My thought is this, and it is easy for me to have this thought since I don't actually have to make a decision and since I certainly do not know all of the facts, but thats what we do, make judgements on things without knowing all of the facts and without actually having to be culpable for our decisions, right?
Does Chile actually "need" the energy? Are there energy savings that can be made to put off needing more electricity? I bet there is. If in fact, they do need more energy, can they get it from smaller scale projects like microdams, solar (there is plenty of that in the north), and wind? I know these things cost more money are more of a pain in the butt than 2-3 mega dams, but is it worth the sacrifice to save these parts of Patagonia?
I suspect a few people and corporations have a lot to gain by building these new dams. These people have a lot of power and sway and know that if they keep pushing, the general apathy of society will allow it to happen.
But I'm just a guy who drove through on a motorcycle, burning gas the whole way, using electricity when it was available and who doesn't actually have to live with the affects of the project (or lack thereof). I think it is important for me to get information and form an opinion, but I have to keep an open mind and allow for the fact that I don't know everything and that my opinion could need to change. Or that if I hold my opinion, than my lifestyle could need to change to support my thoughts.

How did we get thrust into the Represas debate so quickly? Well, we drove through Patagonia for a while and were deeply affected by what we saw. But after finally getting gas in O'Higgins we decided to stay a night in Tortel, a town that until about 8 years ago was only accessible by boat. This town is built on the edge of a fjord with no flat land available anywhere. People just built their houses into the hillsides and then connected them by wooden walkways. So Tortel has no streets, only raised wooden walkways that zigzag down 7 km of rugged coastline. It is a interesting place to visit. 

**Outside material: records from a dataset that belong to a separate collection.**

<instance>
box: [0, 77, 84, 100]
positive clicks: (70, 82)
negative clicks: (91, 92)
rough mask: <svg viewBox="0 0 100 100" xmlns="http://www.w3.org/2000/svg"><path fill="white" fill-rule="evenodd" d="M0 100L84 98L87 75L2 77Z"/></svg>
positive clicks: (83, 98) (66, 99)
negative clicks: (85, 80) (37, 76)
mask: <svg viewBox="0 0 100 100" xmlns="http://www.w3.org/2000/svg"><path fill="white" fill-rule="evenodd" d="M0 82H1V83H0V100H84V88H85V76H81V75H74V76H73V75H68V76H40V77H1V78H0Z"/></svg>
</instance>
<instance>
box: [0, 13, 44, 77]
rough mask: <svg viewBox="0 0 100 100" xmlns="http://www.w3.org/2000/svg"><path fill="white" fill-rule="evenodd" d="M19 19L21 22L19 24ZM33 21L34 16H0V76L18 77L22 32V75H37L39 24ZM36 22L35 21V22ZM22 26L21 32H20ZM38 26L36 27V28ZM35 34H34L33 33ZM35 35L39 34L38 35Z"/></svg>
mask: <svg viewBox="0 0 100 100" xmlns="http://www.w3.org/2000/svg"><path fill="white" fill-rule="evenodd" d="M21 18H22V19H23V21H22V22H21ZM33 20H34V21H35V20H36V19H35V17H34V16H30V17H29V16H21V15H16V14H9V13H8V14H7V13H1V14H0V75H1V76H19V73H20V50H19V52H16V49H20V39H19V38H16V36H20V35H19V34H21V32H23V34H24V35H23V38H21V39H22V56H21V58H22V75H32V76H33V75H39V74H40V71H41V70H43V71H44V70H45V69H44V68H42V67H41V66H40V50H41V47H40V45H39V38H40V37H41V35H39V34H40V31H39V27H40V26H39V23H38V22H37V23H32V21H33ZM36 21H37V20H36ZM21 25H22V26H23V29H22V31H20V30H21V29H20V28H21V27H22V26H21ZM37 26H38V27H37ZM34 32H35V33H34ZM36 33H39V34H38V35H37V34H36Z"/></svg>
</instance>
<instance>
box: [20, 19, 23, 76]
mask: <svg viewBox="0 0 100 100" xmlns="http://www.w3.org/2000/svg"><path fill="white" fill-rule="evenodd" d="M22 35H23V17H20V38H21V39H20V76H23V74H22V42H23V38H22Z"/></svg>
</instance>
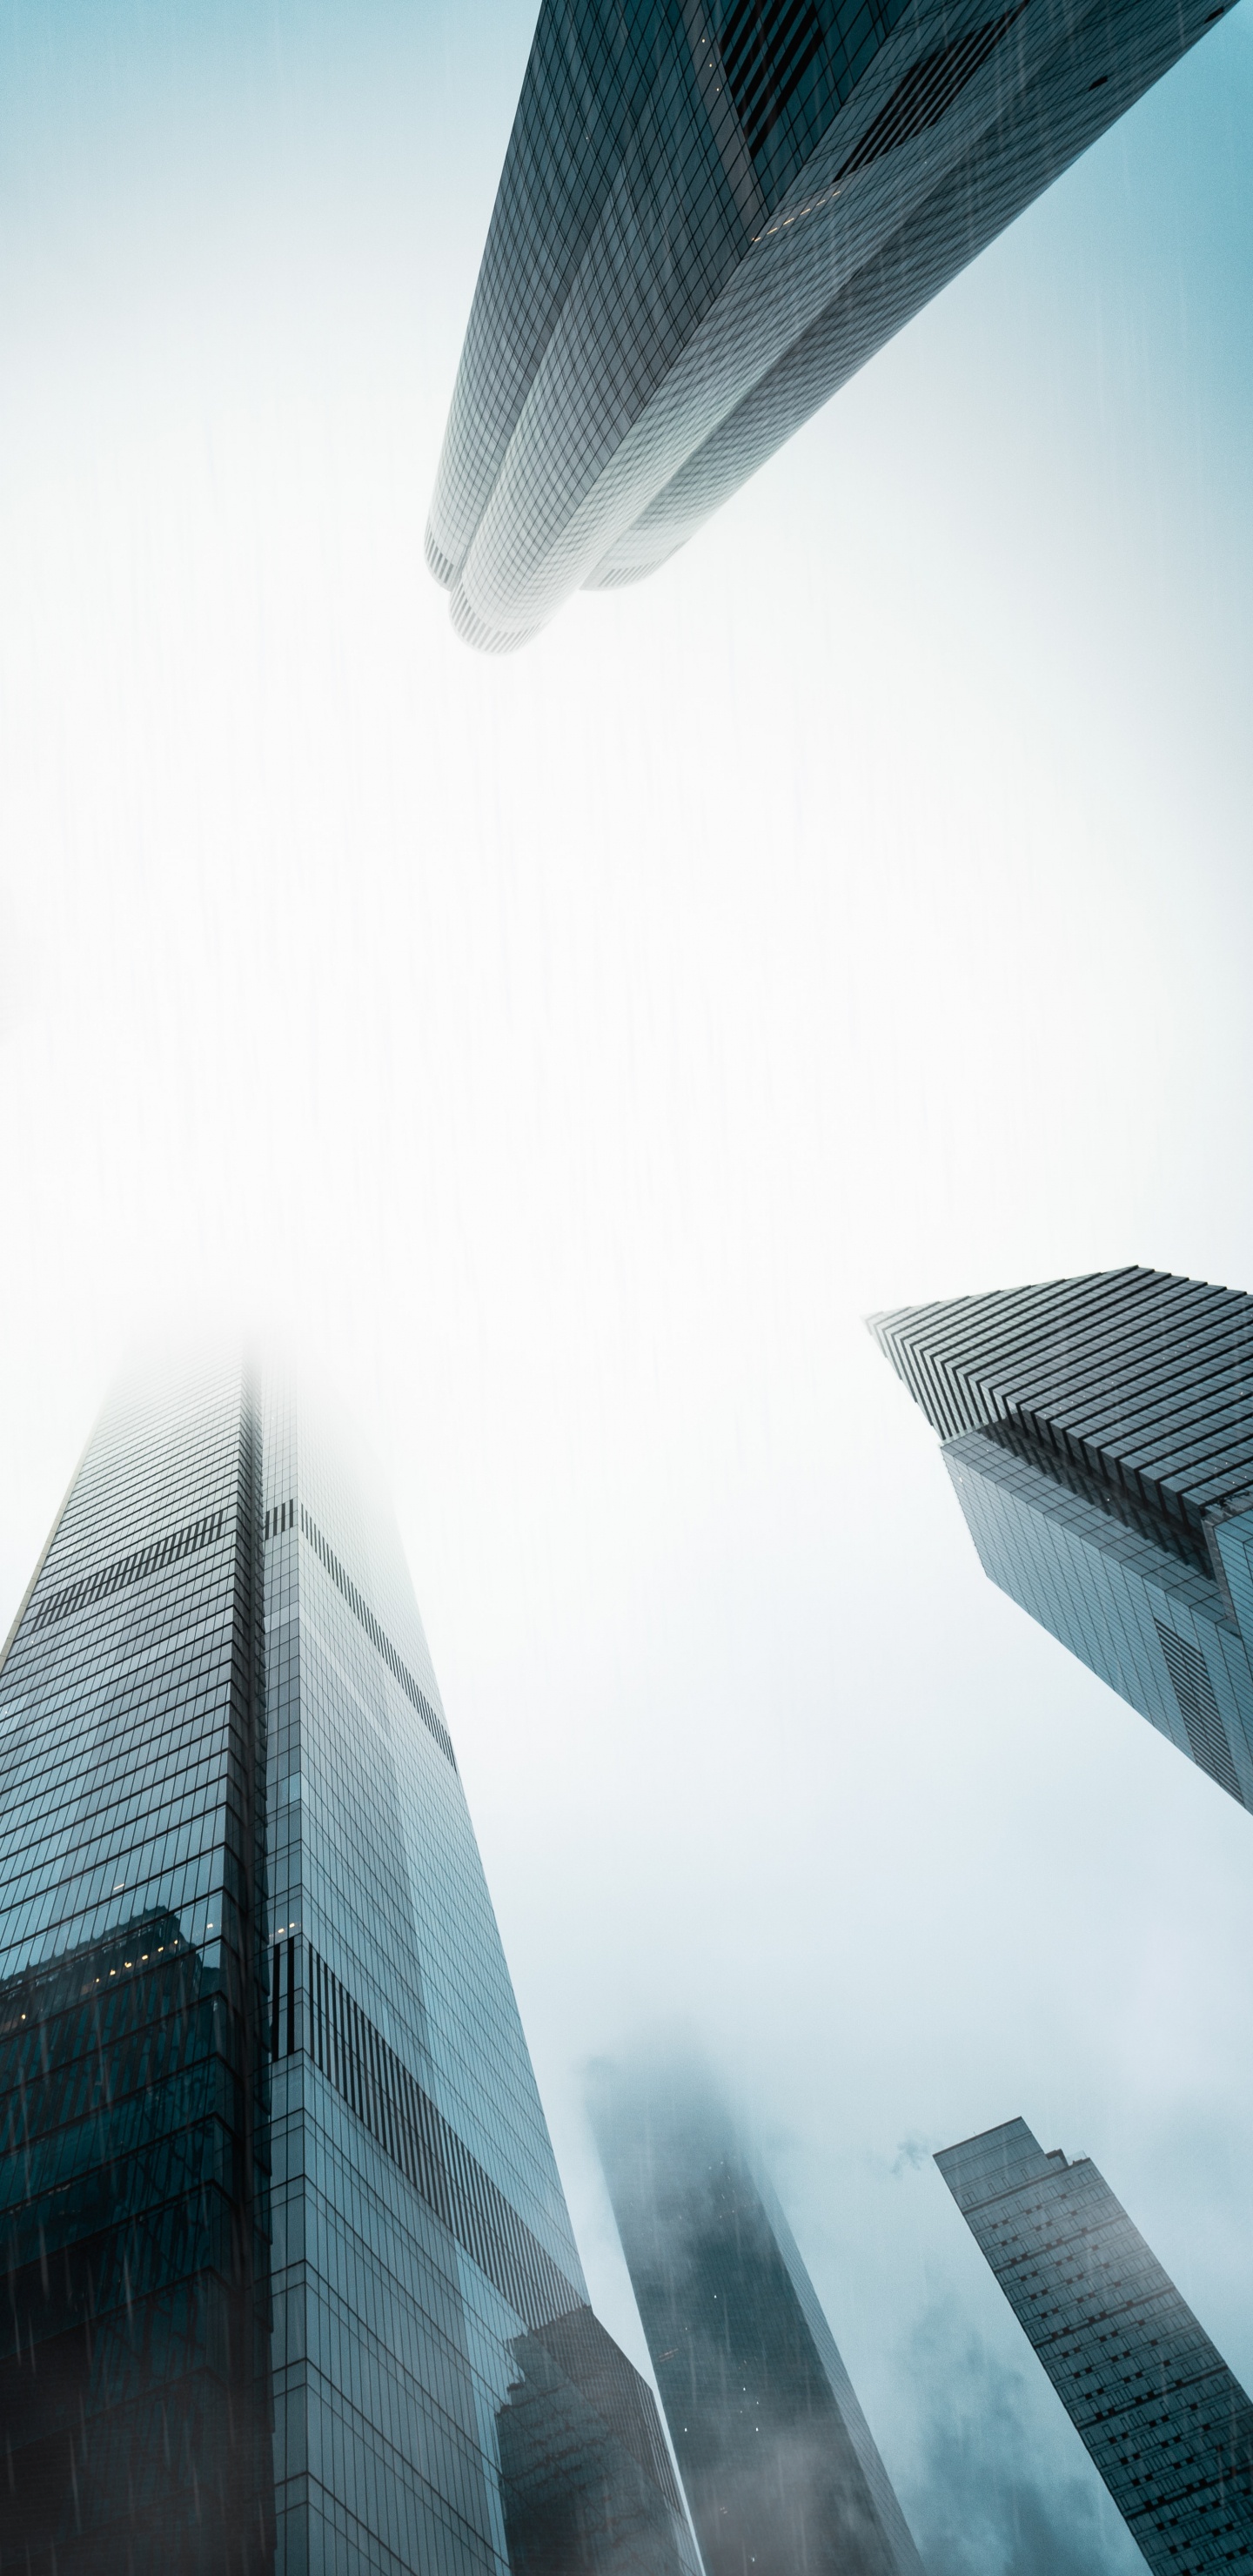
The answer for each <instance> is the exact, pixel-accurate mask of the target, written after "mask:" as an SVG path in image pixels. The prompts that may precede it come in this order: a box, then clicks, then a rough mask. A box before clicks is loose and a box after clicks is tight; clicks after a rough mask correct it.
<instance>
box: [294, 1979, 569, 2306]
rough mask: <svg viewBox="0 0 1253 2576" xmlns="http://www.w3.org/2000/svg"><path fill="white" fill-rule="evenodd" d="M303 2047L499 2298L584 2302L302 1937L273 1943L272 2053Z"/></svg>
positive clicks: (339, 1980)
mask: <svg viewBox="0 0 1253 2576" xmlns="http://www.w3.org/2000/svg"><path fill="white" fill-rule="evenodd" d="M296 2053H304V2056H309V2058H312V2061H315V2066H317V2069H320V2071H322V2074H325V2076H327V2081H330V2084H335V2092H340V2094H343V2099H345V2102H348V2110H351V2112H353V2115H356V2117H358V2120H361V2123H364V2128H369V2133H371V2138H374V2141H376V2143H379V2146H382V2151H384V2154H387V2156H389V2159H392V2164H394V2166H400V2172H402V2174H405V2179H407V2182H413V2187H415V2190H418V2192H420V2195H423V2200H425V2202H428V2208H431V2210H433V2213H436V2218H441V2221H443V2226H446V2228H449V2233H451V2236H456V2244H459V2246H461V2251H464V2254H469V2259H472V2262H477V2267H480V2272H485V2275H487V2280H490V2282H492V2287H495V2290H498V2293H500V2298H503V2300H508V2306H510V2308H513V2311H516V2313H518V2316H521V2318H523V2321H526V2324H529V2326H544V2324H549V2321H552V2318H554V2316H565V2313H567V2311H570V2308H578V2306H580V2303H583V2293H580V2290H575V2285H572V2282H570V2280H567V2277H565V2272H562V2269H559V2267H557V2264H554V2259H552V2254H549V2251H547V2249H544V2246H541V2244H539V2236H534V2233H531V2228H529V2226H526V2218H521V2213H518V2210H516V2208H513V2202H510V2200H505V2195H503V2192H500V2187H498V2184H495V2182H492V2177H490V2174H487V2169H485V2166H482V2164H480V2161H477V2156H472V2154H469V2146H467V2143H464V2138H459V2136H456V2130H454V2128H451V2125H449V2120H446V2117H443V2112H441V2110H436V2105H433V2099H431V2094H428V2092H425V2089H423V2087H420V2084H418V2081H415V2076H410V2069H407V2066H405V2061H402V2058H397V2053H394V2048H392V2045H389V2043H387V2040H384V2035H382V2030H379V2027H376V2025H374V2022H371V2020H369V2014H364V2012H361V2004H356V2002H353V1996H351V1994H348V1989H345V1986H343V1981H340V1978H338V1976H335V1971H333V1968H327V1963H325V1958H322V1955H320V1953H317V1950H315V1945H312V1942H309V1940H304V1937H302V1935H284V1937H281V1940H276V1942H273V1960H271V2058H273V2061H278V2058H289V2056H296Z"/></svg>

It is also a difficult place to find safe parking for the motorcycles since there is generally a large (unsecure) gravel lot where cars park and then you walk into town.
We managed to find a dumpy place to stay that allowed our bikes to be somewhat close to us and since our bikes comfort is more important than ours, we hunkered down here for the night. As we were getting ready to cook our Pasta Panamericana for the night a french guy comes walking into town and also stays in our small little place. Since there is literally no open restaurant in town (it is low season), we offered to cook him food and we chatted. Turns out he is a journalist with a french new agency doing a 1 hour documentary on the dams. His angle is to interview the scientists who are measuring the impact of the project and doing the research on what the ecosystems of Patagonia. He's a very thoughtful, energetic person who has learned a lot about the projects, their impacts, and the implications. For those of you in Seattle, he reminded me a lot of Frank Huster (not only because he is french) but by his throw himself at the world with enthusiasm approach.As any good journalist (not editorialist) he refuses to have an opinion until after he has finished he work. He can see all sides of the story and I think because of this has been granted access to all sorts of interesting people. 
We thoroughly enjoyed passing a rainy evening huddled around a small wood stove learning about what Antoin had learned about.
I look forward to his documentary even though it will be in French. Perhaps I can get someone to translate for me.